Open bnlawrence opened 2 months ago

bnlawrence commented 2 months ago

From the h5py docs:

Chunk cache Chunked storage allows datasets to be stored on disk in separate pieces. When a part of any one of these pieces is needed, the entire chunk is read into memory before the requested part is copied to the user’s buffer. To the extent possible those chunks are cached in memory, so that if the user requests a different part of a chunk that has already been read, the data can be copied directly from memory rather than reading the file again. The details of a given dataset’s chunks are controlled when creating the dataset, but it is possible to adjust the behavior of the chunk cache when opening the file.

The parameters controlling this behavior are prefixed by rdcc, for raw data chunk cache. They apply to all datasets unless specifically changed for each one.

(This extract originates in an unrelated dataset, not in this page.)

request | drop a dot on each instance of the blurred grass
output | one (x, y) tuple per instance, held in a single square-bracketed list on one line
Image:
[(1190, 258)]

rdcc_nbytes sets the total size (measured in bytes) of the raw data chunk cache for each dataset. The default size is 1 MiB. This should be set to the size of each chunk times the number of chunks that are likely to be needed in cache.

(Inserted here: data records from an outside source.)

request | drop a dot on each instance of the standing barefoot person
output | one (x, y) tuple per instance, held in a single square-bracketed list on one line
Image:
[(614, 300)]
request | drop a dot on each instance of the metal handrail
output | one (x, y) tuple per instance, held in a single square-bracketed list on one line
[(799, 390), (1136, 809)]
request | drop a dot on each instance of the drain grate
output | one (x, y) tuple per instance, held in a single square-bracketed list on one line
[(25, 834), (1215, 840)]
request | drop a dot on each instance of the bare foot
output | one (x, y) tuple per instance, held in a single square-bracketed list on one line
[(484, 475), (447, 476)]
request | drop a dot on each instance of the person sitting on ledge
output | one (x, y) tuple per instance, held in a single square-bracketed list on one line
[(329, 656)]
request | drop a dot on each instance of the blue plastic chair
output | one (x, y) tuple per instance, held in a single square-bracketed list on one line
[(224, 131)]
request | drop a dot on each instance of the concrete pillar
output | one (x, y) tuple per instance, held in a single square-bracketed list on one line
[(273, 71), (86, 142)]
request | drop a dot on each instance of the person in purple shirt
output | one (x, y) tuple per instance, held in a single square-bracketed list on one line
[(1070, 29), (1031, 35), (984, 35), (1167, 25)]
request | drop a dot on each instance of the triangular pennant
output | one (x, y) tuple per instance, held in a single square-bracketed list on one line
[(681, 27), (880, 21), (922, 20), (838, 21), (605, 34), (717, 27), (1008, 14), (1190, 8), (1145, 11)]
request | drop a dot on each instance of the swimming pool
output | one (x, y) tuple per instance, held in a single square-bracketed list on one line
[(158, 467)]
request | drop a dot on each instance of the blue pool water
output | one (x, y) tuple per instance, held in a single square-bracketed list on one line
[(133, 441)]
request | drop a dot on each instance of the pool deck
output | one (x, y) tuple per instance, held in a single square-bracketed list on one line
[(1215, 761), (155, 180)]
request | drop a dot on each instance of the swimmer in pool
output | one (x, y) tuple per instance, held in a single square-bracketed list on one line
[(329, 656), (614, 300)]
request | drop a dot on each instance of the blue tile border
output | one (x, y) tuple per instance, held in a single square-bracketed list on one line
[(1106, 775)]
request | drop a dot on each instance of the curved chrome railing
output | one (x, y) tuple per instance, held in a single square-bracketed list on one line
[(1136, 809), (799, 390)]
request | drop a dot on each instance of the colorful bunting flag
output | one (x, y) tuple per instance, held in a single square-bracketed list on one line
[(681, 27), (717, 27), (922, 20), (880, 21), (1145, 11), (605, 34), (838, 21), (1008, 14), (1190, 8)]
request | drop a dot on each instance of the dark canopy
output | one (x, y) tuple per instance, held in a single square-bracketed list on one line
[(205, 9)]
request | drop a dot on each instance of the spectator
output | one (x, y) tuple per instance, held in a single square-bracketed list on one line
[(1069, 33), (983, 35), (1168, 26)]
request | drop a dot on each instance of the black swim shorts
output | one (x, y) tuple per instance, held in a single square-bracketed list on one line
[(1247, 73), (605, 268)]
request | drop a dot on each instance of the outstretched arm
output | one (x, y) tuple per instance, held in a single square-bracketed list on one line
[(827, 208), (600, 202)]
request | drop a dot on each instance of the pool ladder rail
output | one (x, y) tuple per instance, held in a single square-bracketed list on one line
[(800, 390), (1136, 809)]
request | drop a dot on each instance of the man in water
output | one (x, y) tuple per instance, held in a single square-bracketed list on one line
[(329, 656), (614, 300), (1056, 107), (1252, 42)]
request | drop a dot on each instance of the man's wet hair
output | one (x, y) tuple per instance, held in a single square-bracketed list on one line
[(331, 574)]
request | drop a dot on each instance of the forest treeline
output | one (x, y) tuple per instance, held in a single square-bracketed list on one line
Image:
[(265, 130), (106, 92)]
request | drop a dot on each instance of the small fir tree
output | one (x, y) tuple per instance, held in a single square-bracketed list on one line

rdcc_w0 sets the policy for chunks to be removed from the cache when more space is needed. If the value is set to 0, then the library will always evict the least recently used chunk in cache. If the value is set to 1, the library will always evict the least recently used chunk which has been fully read or written, and if none have been fully read or written, it will evict the least recently used chunk. If the value is between 0 and 1, the behavior will be a blend of the two. Therefore, if the application will access the same data more than once, the value should be set closer to 0, and if the application does not, the value should be set closer to 1.

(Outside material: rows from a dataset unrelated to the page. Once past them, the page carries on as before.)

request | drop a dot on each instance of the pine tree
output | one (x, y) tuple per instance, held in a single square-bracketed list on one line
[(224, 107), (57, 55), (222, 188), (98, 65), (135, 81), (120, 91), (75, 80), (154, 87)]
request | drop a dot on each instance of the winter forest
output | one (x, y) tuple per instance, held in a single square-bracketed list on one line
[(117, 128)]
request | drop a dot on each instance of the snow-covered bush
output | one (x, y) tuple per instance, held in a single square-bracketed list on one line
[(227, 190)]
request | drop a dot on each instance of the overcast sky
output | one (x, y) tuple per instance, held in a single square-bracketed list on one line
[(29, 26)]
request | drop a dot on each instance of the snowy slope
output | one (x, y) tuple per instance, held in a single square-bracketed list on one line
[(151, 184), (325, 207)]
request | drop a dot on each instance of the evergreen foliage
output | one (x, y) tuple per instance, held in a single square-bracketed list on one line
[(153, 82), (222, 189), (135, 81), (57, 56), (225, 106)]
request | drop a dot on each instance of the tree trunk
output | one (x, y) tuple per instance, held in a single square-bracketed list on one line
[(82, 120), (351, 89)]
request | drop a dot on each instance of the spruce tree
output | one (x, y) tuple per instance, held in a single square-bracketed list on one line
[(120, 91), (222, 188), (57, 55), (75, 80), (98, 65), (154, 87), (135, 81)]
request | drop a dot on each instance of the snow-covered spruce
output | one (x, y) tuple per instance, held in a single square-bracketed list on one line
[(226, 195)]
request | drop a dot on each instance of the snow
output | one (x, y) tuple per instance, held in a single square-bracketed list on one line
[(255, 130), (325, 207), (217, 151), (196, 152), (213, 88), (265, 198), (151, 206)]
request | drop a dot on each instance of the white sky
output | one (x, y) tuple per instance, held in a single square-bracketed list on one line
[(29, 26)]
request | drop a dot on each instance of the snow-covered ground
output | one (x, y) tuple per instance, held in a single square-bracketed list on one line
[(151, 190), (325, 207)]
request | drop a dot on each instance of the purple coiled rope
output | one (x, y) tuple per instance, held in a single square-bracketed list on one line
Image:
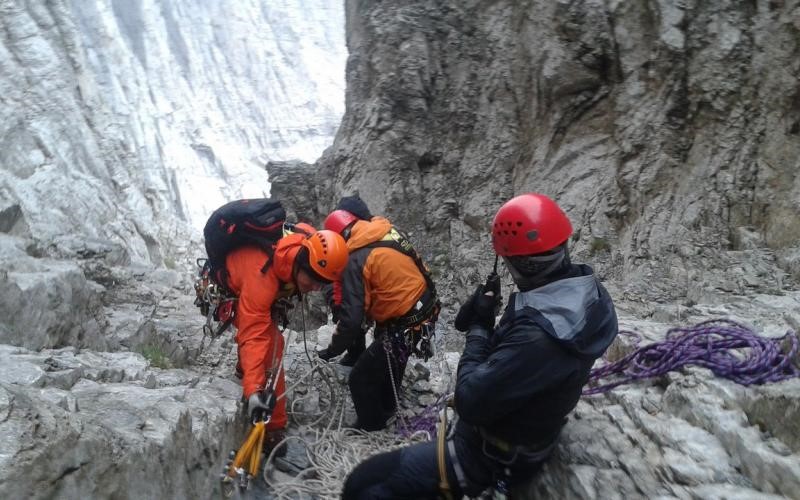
[(425, 421), (712, 344)]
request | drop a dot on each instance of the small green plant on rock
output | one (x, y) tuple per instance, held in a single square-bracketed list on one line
[(155, 356)]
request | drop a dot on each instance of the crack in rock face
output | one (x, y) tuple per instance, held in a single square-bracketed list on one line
[(667, 131)]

rdcc_nslots is the number of chunk slots in the cache for each dataset. In order to allow the chunks to be looked up quickly in cache, each chunk is assigned a unique hash value that is used to look up the chunk. The cache contains a simple array of pointers to chunks, which is called a hash table. A chunk’s hash value is simply the index into the hash table of the pointer to that chunk. While the pointer at this location might instead point to a different chunk or to nothing at all, no other locations in the hash table can contain a pointer to the chunk in question. Therefore, the library only has to check this one location in the hash table to tell if a chunk is in cache or not. This also means that if two or more chunks share the same hash value, then only one of those chunks can be in the cache at the same time. When a chunk is brought into cache and another chunk with the same hash value is already in cache, the second chunk must be evicted first. Therefore it is very important to make sure that the size of the hash table (which is determined by the rdcc_nslots parameter) is large enough to minimize the number of hash value collisions. Due to the hashing strategy, this value should ideally be a prime number. As a rule of thumb, this value should be at least 10 times the number of chunks that can fit in rdcc_nbytes bytes. For maximum performance, this value should be set approximately 100 times that number of chunks. The default value is 521.

Chunks and caching are described in greater detail in the HDF5 documentation.